ChEB-AI / python-chebai

GNU Affero General Public License v3.0
12 stars 4 forks source link

Refactor Tox21MolNet #56

Open aditya0by0 opened 2 months ago

aditya0by0 commented 2 months ago

Note: This came up when adding unit tests for this class. Therefore, we should also include them when solving this PR (see #45 ).

sfluegel05 commented 1 month ago

Could you give me the command you used for the tox21 dataset? I have some trouble loading it (probably not related to this issue)

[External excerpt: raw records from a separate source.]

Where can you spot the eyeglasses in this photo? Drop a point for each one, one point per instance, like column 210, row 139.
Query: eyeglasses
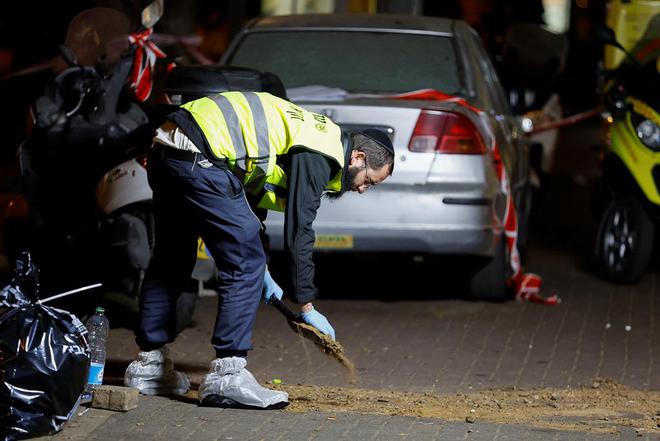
column 369, row 182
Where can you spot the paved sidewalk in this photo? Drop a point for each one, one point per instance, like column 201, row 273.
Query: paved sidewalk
column 159, row 418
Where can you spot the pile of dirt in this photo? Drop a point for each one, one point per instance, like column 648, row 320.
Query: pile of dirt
column 601, row 407
column 329, row 346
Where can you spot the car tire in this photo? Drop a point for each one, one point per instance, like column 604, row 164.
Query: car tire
column 489, row 281
column 624, row 242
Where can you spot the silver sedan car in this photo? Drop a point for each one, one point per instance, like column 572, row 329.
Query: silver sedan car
column 444, row 196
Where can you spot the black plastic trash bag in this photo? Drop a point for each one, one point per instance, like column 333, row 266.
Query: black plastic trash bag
column 44, row 358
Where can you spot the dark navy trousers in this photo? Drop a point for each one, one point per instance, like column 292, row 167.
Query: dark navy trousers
column 192, row 201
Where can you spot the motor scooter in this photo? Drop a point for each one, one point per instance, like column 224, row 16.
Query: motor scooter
column 84, row 207
column 631, row 159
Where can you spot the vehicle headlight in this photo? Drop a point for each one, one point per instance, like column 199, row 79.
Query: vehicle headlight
column 648, row 132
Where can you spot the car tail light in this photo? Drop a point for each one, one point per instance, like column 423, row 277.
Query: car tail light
column 445, row 132
column 142, row 160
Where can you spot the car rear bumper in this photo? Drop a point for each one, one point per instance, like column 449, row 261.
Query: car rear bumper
column 403, row 219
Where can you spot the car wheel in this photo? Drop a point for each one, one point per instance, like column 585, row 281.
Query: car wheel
column 624, row 242
column 489, row 281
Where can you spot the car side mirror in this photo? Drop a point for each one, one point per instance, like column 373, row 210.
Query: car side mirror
column 152, row 13
column 606, row 35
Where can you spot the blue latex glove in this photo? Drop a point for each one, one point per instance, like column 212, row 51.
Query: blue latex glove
column 271, row 288
column 318, row 320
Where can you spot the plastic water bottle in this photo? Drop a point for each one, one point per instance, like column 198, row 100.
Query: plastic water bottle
column 97, row 327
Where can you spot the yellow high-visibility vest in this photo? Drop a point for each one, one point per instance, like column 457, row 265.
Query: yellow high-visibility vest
column 250, row 129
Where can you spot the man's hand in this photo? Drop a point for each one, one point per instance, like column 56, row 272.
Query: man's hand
column 318, row 320
column 271, row 288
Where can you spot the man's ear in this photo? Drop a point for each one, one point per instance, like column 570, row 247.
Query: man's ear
column 356, row 154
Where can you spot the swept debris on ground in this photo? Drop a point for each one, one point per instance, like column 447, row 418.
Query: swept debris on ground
column 329, row 346
column 602, row 407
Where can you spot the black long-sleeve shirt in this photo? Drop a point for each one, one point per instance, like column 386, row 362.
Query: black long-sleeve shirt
column 308, row 173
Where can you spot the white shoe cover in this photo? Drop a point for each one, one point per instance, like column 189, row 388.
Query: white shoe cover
column 153, row 374
column 228, row 379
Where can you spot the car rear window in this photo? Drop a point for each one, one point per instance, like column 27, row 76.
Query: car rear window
column 365, row 62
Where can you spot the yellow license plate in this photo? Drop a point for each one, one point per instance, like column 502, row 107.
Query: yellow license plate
column 202, row 252
column 334, row 241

aditya0by0 commented 1 month ago

Could you give me the command you used for the tox21 dataset? I have some trouble loading it (probably not related to this issue)

I don't have the exact command, as I just called the method on the object of the class. I was mainly focused on testing the method rather than the specific command.

sfluegel05 commented 1 month ago

I had some trouble with the download function:

  File "C:\Users\Simon Flügel\AppData\Local\Programs\Python\Python311\Lib\urllib\request.py", line 251, in urlretrieve
tfp = open(filename, 'wb')
      ^^^^^^^^^^^^^^^^^^^^
PermissionError: [Errno 13] Permission denied: 'C:\\Users\\SIMONF~1\\AppData\\Local\\Temp\\tmpjwyb15vt'

This is not an error with the file location not being accessible, but (as far as I understand), the download function first opens a temporary file and then calls urlretrieve for the file name. This should be fixed by commit 29cff11

However, this still does not lead to a functioning dataset - the class does not apply any tokenisation and the collate function receives an unprocessed SMILES string. @MGlauer You have done some runs with the MolNet class - did you use an already existing dataset or do you have another preprocessing pipeline for the Tox21MolNet dataset?